Per chi, come il vostro “chroniqueur”, ha vissuto a Washington per oltre tre lustri e ora osserva la capitale Usa con il cannocchiale, ciò che è importante è leggere con attenzione il rapporto sull’economia internazionale (“Multilateral Surveillance Report”) che in questa occasione il Fondo produce come base di riflessione e discussione per i ministri e i governatori di banche centrali convenuti nella capitale degli Stati Uniti.
Come sottolineato (anche troppo) dalla stampa italiana, le prospettive presentate adesso dal Fmi per l’economia mondiale sono (leggermente) migliori di quelle delineate circa sei mesi fa.

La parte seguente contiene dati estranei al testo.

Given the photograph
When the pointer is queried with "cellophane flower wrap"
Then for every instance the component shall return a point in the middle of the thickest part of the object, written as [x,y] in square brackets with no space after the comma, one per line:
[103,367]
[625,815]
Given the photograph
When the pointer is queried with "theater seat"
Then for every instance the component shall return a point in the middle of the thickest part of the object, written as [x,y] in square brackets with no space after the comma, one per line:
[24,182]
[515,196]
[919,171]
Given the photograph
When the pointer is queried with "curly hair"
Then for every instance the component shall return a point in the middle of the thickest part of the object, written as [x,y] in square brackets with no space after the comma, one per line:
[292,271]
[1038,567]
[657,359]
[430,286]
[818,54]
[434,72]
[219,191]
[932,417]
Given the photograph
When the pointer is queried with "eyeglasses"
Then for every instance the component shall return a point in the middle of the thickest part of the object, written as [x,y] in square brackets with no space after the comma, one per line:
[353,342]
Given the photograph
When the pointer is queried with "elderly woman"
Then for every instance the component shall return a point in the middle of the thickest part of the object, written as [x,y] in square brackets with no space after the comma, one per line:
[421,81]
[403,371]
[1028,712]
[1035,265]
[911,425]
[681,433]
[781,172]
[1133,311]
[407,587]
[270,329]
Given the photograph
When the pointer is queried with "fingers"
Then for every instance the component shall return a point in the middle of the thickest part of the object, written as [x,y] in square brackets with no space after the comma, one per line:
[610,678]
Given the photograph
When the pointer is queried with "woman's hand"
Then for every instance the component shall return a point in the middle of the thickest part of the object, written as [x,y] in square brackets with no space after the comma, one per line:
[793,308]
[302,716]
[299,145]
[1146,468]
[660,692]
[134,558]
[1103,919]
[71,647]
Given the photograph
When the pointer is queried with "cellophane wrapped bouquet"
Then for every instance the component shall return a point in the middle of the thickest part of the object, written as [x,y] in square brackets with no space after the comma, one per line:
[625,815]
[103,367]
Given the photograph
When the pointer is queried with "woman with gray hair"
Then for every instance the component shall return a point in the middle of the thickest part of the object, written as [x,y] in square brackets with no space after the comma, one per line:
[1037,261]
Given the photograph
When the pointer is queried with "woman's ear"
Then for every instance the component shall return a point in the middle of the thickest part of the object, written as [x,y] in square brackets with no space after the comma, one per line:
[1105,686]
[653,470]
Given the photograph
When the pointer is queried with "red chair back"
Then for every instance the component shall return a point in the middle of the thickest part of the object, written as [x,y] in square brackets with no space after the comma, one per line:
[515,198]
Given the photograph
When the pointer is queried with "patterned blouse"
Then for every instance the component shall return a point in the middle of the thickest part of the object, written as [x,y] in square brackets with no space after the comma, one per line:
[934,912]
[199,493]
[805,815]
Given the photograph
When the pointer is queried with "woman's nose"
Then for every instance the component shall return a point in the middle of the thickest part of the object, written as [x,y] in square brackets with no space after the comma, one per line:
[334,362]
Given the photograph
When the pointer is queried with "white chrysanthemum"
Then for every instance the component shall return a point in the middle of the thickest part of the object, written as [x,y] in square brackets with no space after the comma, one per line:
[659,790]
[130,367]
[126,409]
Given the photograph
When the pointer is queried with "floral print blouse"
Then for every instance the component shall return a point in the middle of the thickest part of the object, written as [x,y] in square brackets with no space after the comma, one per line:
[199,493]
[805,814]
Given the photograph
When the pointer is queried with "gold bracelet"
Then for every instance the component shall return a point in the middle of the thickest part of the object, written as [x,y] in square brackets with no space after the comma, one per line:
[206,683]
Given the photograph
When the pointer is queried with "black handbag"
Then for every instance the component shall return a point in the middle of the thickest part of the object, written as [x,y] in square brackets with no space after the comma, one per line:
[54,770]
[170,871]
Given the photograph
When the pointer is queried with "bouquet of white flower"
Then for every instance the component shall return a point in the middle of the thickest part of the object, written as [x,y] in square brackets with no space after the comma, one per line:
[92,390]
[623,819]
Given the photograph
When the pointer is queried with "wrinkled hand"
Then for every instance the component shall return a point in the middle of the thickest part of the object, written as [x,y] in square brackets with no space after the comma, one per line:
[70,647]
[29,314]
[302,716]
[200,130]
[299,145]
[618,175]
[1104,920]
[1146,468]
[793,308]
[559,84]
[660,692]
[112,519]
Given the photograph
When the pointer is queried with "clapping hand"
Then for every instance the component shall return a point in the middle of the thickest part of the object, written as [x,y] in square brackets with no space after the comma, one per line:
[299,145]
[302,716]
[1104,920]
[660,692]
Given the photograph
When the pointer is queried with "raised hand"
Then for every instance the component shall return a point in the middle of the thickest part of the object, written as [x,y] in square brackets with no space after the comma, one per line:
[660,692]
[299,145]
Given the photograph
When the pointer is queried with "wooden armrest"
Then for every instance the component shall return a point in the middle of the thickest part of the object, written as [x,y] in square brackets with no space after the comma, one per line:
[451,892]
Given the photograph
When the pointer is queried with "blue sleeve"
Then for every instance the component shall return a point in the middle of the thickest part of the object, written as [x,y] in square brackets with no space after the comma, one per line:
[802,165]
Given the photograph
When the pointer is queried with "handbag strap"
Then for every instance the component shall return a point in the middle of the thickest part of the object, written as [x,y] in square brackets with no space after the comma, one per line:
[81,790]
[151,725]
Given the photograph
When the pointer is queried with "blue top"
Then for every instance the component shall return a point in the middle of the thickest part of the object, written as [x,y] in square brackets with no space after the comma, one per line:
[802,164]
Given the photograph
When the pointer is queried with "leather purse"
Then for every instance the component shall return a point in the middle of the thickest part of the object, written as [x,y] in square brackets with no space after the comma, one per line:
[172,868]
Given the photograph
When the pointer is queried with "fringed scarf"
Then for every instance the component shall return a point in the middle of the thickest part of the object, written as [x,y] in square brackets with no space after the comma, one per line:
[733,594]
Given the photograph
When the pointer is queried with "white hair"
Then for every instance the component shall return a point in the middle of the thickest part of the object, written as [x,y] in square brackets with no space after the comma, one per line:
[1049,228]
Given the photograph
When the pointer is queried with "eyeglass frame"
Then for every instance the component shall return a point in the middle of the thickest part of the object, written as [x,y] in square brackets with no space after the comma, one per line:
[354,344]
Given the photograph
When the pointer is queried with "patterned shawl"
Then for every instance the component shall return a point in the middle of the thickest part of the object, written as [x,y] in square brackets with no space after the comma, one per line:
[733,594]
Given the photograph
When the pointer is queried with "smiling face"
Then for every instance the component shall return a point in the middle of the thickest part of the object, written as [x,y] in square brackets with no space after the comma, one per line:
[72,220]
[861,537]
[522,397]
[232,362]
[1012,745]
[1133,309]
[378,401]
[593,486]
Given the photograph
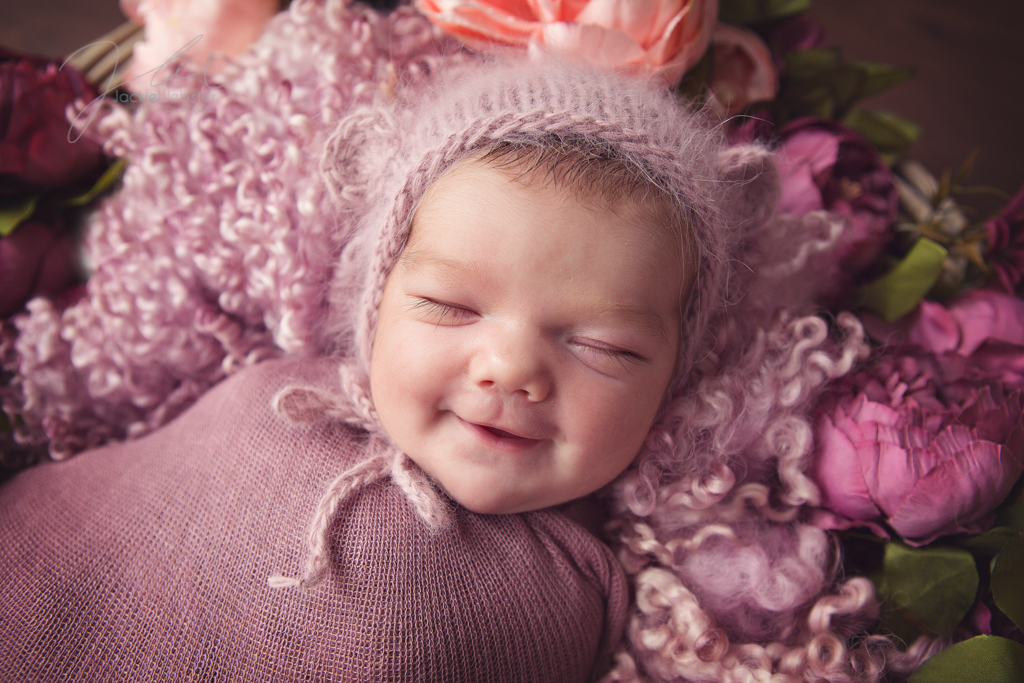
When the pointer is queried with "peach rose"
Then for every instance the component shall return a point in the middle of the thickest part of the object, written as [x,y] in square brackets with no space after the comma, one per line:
[743,71]
[227,28]
[660,38]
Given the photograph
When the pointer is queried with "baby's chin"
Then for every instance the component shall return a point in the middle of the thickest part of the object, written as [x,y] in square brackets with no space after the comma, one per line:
[487,499]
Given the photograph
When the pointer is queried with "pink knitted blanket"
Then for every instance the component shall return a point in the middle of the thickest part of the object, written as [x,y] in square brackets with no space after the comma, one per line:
[148,560]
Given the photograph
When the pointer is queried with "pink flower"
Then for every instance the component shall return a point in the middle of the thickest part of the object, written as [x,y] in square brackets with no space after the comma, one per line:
[743,70]
[227,28]
[986,326]
[926,445]
[651,37]
[1006,245]
[824,165]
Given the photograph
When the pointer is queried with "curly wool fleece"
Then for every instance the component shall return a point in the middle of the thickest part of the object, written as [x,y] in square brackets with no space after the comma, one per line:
[215,252]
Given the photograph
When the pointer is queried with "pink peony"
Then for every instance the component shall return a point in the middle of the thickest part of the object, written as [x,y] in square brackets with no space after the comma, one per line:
[824,165]
[651,37]
[743,71]
[924,444]
[986,326]
[227,28]
[1006,245]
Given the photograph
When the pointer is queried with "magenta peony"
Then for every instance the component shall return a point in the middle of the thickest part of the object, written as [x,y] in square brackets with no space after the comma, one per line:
[919,444]
[36,259]
[36,154]
[1006,245]
[743,72]
[801,32]
[986,326]
[824,165]
[660,38]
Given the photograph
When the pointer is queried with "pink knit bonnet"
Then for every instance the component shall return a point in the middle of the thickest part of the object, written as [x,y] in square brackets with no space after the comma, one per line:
[382,159]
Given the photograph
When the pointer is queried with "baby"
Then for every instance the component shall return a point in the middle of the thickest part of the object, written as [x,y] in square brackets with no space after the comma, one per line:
[528,256]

Tuttavia, per la prima volta da quando il Fondo è stato creato nel lontano 1944, il documento mette l’accento sul ruolo dell’Europa (e in particolare dell’eurozona) nel futuro a breve e medio termine dell’economia internazionale. L’Europa non viene presentata come un traino potenzialmente importante, ma come la “più grande nuvola all’orizzonte”.
Non solo le speranze suscitate quando la Banca centrale europea (Bce) ha fornito un trilione di liquidità agli istituti di credito dell’eurozona si sono “ben presto affievolite”. I buoni decennali del Tesoro spagnolo sono “ancora una volta tornati a livelli non sostenibili”. Grazie alle operazioni straordinarie di quantitative easing (di immissione di liquidità nel sistema) della Bce, l’eurozona “ha guadagnato tempo”. Occorre valutare con attenzione come lo utilizzerà.

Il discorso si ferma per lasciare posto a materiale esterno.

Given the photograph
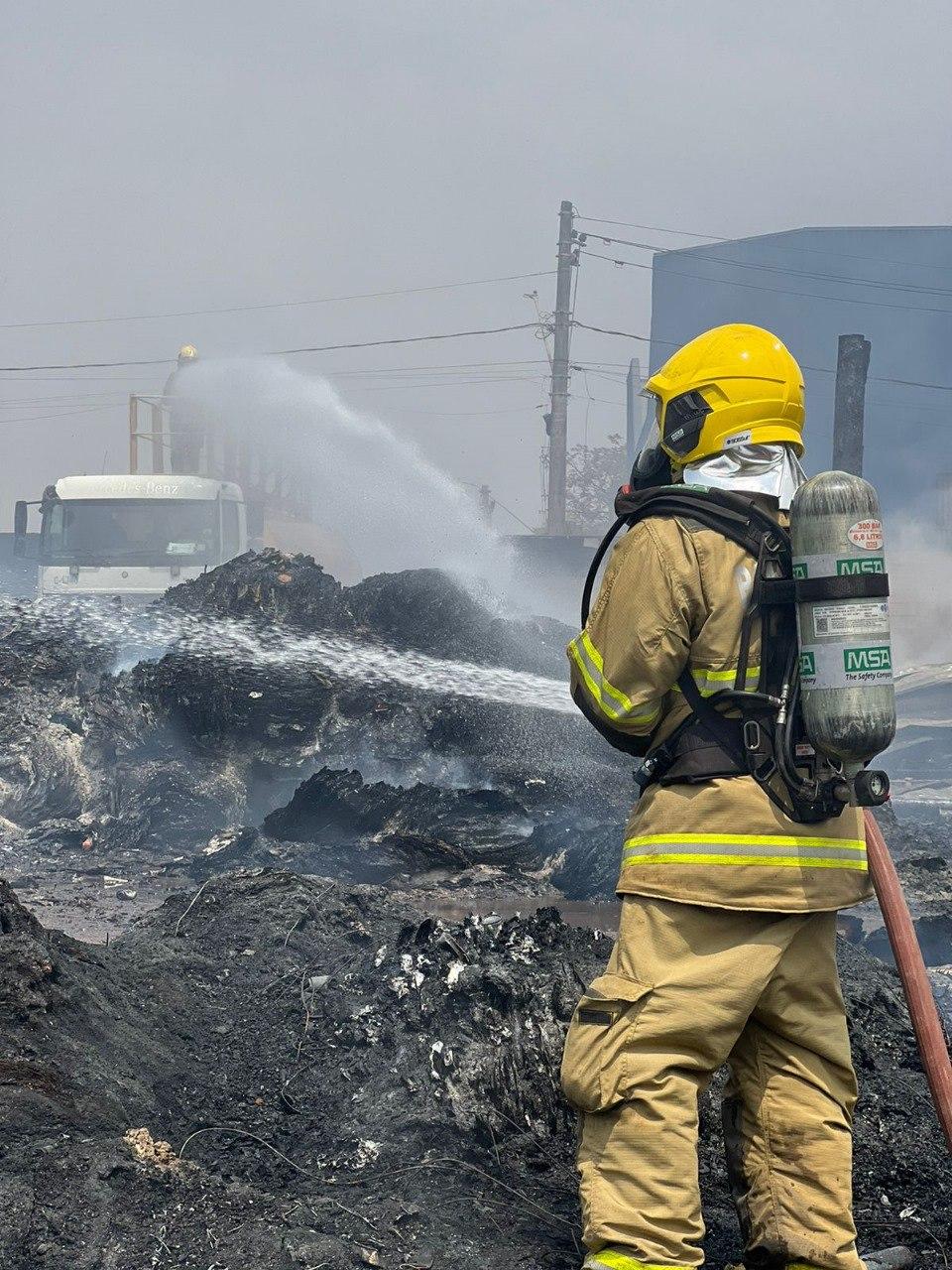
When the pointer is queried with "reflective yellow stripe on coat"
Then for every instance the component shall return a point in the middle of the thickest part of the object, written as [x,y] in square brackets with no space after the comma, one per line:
[714,681]
[610,699]
[769,849]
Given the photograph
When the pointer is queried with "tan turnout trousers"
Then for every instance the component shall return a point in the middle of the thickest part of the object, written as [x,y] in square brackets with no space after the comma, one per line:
[685,991]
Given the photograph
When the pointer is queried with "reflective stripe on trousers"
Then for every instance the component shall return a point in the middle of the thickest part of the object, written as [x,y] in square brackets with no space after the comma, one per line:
[746,848]
[611,701]
[615,1259]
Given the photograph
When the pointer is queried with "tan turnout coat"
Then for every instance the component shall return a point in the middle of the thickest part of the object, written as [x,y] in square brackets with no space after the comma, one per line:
[673,595]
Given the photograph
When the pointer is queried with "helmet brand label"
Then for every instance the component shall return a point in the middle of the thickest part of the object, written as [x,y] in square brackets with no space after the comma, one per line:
[737,439]
[866,535]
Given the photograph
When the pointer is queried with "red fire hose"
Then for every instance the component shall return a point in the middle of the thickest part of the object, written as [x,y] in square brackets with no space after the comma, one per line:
[911,971]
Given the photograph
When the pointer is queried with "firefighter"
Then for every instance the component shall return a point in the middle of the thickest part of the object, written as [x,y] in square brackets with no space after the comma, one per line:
[726,942]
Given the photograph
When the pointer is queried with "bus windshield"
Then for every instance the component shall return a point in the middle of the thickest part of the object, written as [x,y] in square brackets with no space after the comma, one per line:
[145,531]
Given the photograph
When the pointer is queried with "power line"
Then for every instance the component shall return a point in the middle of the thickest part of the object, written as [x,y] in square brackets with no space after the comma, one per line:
[777,291]
[819,370]
[290,352]
[656,229]
[783,246]
[625,334]
[277,304]
[771,268]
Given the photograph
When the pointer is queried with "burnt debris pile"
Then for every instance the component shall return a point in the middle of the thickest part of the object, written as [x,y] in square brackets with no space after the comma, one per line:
[275,1072]
[390,728]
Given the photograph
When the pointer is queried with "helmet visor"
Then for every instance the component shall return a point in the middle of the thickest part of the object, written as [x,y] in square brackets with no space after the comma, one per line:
[682,423]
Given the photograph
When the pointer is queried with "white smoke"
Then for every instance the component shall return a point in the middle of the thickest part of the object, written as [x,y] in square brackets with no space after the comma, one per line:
[919,563]
[373,493]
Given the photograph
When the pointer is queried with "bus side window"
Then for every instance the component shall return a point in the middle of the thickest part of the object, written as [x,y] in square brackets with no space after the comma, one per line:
[230,532]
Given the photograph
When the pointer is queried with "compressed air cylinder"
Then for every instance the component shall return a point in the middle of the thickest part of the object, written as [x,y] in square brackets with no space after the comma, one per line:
[846,657]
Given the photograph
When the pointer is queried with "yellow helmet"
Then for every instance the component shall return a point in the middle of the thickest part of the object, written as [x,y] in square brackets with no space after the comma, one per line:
[733,386]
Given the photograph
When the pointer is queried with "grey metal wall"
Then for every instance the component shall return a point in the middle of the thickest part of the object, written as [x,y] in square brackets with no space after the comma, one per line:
[892,285]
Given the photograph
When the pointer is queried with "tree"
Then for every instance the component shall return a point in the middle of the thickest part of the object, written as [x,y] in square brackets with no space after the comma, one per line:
[592,481]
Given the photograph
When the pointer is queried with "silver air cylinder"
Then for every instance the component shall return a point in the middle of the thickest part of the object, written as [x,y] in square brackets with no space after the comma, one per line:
[846,657]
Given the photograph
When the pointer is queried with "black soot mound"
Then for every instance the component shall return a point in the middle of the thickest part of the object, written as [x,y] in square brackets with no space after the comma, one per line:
[276,1072]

Nel capitolo del documento dedicato al continente vecchio, il Fmi tratteggia tre scenari. Nel primo, a politiche sostanzialmente invariate, la recessione in atto si trascinerebbe sino alla seconda metà del 2013 (ovviamente morderebbe più in alcuni paesi e meno in altri in termini di perdita di valore aggiunto, di reddito e di posti di lavoro). Nel secondo scenario, se il credito raggiunge le imprese e se il Fondo salva-Stati opera con efficacia, l’eurozona potrebbe tornare a crescere moderatamente prima della fine del 2012.
Se, invece, il credit crunch si inasprisce (anche a ragione di meno oculate gestioni dei conti pubblici) la recessione non potrà che diventare più profonda. Con implicazioni pesanti sulle aree limitrofe – in primo luogo in Europa centrale ed orientale, nel Medio Oriente e in Nord Africa; una più severa recessione nell’eurozona, infatti, colpirà il loro export e ciò si avvertirà a livello mondiale. Il documento fa intendere che ci potrebbe essere un altro scenario ancora: insolvenze del debito sovrano e anche la stessa implosione dell’eurozona. Ciò causerebbe tensioni molto forti su tutti i mercati finanziari, pure su quelli fisicamente più lontani dall’Europa.

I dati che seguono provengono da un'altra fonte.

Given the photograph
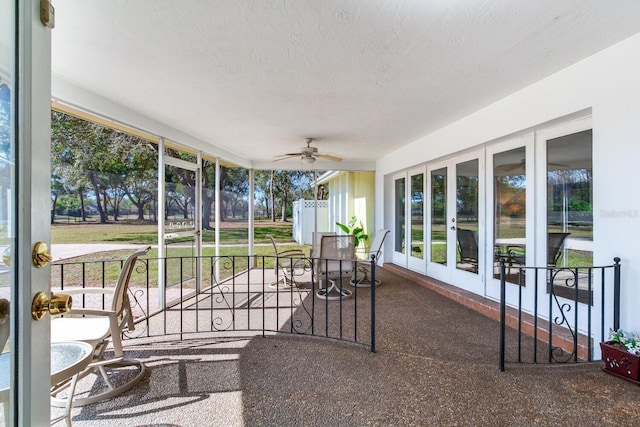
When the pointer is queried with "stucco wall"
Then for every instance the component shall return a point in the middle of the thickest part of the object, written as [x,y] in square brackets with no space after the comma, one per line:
[608,85]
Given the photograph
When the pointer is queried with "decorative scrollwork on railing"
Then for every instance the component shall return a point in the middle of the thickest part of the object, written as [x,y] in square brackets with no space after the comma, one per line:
[303,320]
[557,354]
[136,296]
[224,317]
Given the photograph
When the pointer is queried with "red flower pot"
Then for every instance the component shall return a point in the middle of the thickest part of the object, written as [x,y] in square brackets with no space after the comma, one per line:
[619,362]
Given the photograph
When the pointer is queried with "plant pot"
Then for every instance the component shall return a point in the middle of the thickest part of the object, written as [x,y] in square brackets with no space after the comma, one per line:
[619,362]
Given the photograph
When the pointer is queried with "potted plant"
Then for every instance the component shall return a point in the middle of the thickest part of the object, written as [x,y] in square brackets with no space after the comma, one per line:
[354,227]
[621,355]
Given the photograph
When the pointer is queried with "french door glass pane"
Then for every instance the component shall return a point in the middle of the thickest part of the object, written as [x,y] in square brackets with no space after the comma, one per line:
[509,210]
[7,193]
[417,216]
[467,181]
[439,216]
[570,200]
[399,215]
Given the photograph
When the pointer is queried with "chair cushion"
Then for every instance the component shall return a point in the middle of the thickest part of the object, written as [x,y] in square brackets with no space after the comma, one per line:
[89,329]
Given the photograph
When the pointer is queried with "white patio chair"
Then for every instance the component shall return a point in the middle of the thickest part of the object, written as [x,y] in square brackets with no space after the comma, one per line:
[316,237]
[98,327]
[288,264]
[364,267]
[336,260]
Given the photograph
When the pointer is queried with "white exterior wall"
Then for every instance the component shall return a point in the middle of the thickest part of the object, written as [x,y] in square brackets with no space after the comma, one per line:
[608,85]
[341,204]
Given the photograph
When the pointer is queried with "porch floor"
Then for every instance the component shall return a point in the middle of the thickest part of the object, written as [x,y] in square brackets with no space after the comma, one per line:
[436,364]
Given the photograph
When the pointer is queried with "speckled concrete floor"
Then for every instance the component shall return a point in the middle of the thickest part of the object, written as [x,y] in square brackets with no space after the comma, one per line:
[436,364]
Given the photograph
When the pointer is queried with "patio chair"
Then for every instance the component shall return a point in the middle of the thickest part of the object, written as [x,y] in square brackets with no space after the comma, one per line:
[337,259]
[316,237]
[468,248]
[98,327]
[364,267]
[287,265]
[555,241]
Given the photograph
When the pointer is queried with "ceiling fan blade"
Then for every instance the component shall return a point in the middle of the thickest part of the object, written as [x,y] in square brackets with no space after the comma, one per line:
[331,157]
[286,156]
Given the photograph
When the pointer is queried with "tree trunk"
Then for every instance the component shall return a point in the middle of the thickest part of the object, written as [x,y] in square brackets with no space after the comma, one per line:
[96,191]
[207,202]
[82,213]
[53,208]
[140,207]
[273,199]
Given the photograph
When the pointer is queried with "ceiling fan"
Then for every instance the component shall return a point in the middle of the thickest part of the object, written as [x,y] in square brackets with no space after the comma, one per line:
[309,154]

Il continente vecchio aggrava un problema interno del Fondo: il negoziato sul numero dei seggi nel Consiglio d’Amministrazione (20 o 24) e se l’Europa possa continuare ad averne cinque. Sinora, il continente vecchio ha trovato come proprio difensore gli Usa. Ma nel nuovo quadro, la situazione potrebbe cambiare. E l’Italia, il cui seggio diventa vacante in ottobre, potrebbe essere candidata a rimetterci le penne.